USA : la Russie exige le retrait des armes nucléaires déployées en Europe

Moscou réclame le retrait du continent européen de l’ensemble des bombes nucléaires américaines stationnées dans cinq pays membres de l’OTAN. La demande a été formulée le 9 juin par Andreï Belousov, ambassadeur itinérant du ministère russe des Affaires étrangères, lors d’un séminaire du Centre PIR — un centre de recherche russe spécialisé dans les questions de non-prolifération et de sécurité internationale.

Des armes américaines qualifiées de « stratégiques » par Moscou

La position russe repose sur un argument de classification. Belousov a estimé que les bombes déployées en Europe ne peuvent pas être rangées dans la catégorie des armes tactiques : « Compte tenu de la capacité de frapper les principales infrastructures civiles et militaires sur le territoire russe, les armes nucléaires américaines déployées en Europe sont en réalité stratégiques. » Sur cette base, Moscou formule une exigence précise : ces armes doivent être rapatriées aux États-Unis et « toute l’infrastructure pour leur déploiement sur le territoire de l’Europe » doit être démantelée, selon les termes du diplomate.

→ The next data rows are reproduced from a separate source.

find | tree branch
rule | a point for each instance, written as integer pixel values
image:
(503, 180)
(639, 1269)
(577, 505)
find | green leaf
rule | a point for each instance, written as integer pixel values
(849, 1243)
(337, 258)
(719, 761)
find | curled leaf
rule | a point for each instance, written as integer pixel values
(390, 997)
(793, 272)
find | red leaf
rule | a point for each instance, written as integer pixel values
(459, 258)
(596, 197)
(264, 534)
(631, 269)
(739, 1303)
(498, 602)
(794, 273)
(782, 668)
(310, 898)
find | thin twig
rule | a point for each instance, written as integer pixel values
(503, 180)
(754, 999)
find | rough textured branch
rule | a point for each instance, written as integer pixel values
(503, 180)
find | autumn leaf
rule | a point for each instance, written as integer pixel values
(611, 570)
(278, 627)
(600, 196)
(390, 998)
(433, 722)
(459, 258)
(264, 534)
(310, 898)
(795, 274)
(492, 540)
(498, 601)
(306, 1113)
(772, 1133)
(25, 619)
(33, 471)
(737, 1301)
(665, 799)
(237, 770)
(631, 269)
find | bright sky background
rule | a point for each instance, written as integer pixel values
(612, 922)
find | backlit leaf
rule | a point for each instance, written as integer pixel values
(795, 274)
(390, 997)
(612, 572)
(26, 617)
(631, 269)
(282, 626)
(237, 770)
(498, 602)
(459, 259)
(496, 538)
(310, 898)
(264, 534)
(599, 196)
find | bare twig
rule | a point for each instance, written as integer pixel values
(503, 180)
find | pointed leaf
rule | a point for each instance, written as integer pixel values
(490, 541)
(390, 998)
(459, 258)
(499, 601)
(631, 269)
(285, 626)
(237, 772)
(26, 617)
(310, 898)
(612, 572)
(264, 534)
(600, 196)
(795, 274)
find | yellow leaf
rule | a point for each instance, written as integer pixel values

Un dispositif hérité de la guerre froide, aujourd’hui modernisé

Ce déploiement remonte aux années 1960, période durant laquelle Washington a positionné des bombes B61 sur plusieurs bases alliées dans le cadre du mécanisme de « partage nucléaire » de l’OTAN. Environ 180 engins sont actuellement répartis entre la Belgique, l’Allemagne, l’Italie, les Pays-Bas et la Turquie, selon les estimations de la Federation of American Scientists. Début 2025, les États-Unis ont confirmé le remplacement de ces bombes par des versions modernisées — les B61-12 — dotées d’une précision accrue. L’autorité de tir reste dans tous les cas l’apanage exclusif de Washington.

Des négociations jugées sans perspective

Sur la question des armes tactiques russes, Belousov a fermement rejeté toute symétrie avec le dispositif américain en Europe : « Si l’on parle des armes nucléaires tactiques russes, c’est un problème. Si l’on parle d’armes nucléaires tactiques déployées sur le territoire de cinq États membres de l’OTAN, c’est une autre question. » Il a conclu que les tentatives d’intégrer ce dossier dans un dialogue de stabilité stratégique « n’ont toujours aucune perspective ». La prochaine conférence d’examen du TNP, prévue en 2026, constituera le prochain cadre multilatéral formel où cette divergence pourra être soulevée officiellement.